ROS_INFO "Deadlocks"
Hello, I am developing a roscpp multi-threaded application and I am getting one error that I never had:
Two different threads get locked to each other at ROS_INFO calls.
- One of them is waiting in a boost::unique_lock inside ros::console::print(ros::console::FiterBase*....
- The other one, is not wating in a lock. It is waiting in a simple write operation inside ros::console::print(ros::console::FiterBase*..... In fact it is blocked by the operative system at the write function in syscall-template.S.
So technically it is not a "dead lock", but for some reason the operative system does not finish the write operation.
Anyone of you have ever had this problem? Do you know how to solve it?
Can it be something related with the buffer size? May I not be calling with enough frequency ros::spinOnce()?
Edit: The method I follow to say the app is "deadlocked" is the following:
First I check that the node does not behave externally as usual (via topics and services). It is frozen.
Then I attach the debugger to the running application and I see how the debugger is stopped in a system write operation (ROS_INFO),
I later, check the state of the rest of the threads of the system.

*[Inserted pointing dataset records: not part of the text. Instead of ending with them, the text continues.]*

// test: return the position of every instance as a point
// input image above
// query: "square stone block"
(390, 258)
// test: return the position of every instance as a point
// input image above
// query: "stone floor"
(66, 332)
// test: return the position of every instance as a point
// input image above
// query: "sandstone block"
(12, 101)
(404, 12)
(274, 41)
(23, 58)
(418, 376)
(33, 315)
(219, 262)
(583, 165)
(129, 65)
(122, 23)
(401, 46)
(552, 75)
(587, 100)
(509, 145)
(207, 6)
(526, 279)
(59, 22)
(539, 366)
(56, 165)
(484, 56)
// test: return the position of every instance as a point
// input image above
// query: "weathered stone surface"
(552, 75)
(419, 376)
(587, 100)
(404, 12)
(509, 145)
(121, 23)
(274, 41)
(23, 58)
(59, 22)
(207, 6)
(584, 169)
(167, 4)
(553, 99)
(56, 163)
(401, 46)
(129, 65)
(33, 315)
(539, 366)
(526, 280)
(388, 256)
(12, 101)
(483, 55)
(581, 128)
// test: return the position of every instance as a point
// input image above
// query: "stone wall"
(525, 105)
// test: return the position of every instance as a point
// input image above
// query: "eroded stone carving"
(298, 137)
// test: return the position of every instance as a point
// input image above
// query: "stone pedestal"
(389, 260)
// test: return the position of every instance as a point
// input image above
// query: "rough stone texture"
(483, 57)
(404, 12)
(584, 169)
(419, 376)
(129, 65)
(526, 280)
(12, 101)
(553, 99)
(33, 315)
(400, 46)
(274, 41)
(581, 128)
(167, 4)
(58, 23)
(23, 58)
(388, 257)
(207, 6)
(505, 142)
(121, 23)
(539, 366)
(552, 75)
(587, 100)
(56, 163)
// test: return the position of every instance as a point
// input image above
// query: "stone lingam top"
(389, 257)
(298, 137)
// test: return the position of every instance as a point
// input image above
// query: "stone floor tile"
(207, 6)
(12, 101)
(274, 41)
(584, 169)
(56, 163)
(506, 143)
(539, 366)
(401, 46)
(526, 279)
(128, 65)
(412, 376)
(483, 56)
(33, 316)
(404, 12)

One of them is located in a ROSINFO operation too, but waiting in the uniquelock
I try to do step over in both, but, they both freeze waiting to the SO response
These are the threads I have:
- ROS_INFO call in the main thread, singleThreadSpinner, in this case attending to a service call guarded by a lock.
- ros::ROSOutAppender
- ros::InternalCallbackThreadFunc-> ros::callAvailable -ros::XMLRPCManager::serverThreadFunc
- second ROSINFO thread. That thread runs in a loop and uses boost::thread- I guess this should be implemented using a timer, but it is a third party embedded library (hectormapping). It does not use a spinOnce(), only r.sleep() and ros::ok() (ref )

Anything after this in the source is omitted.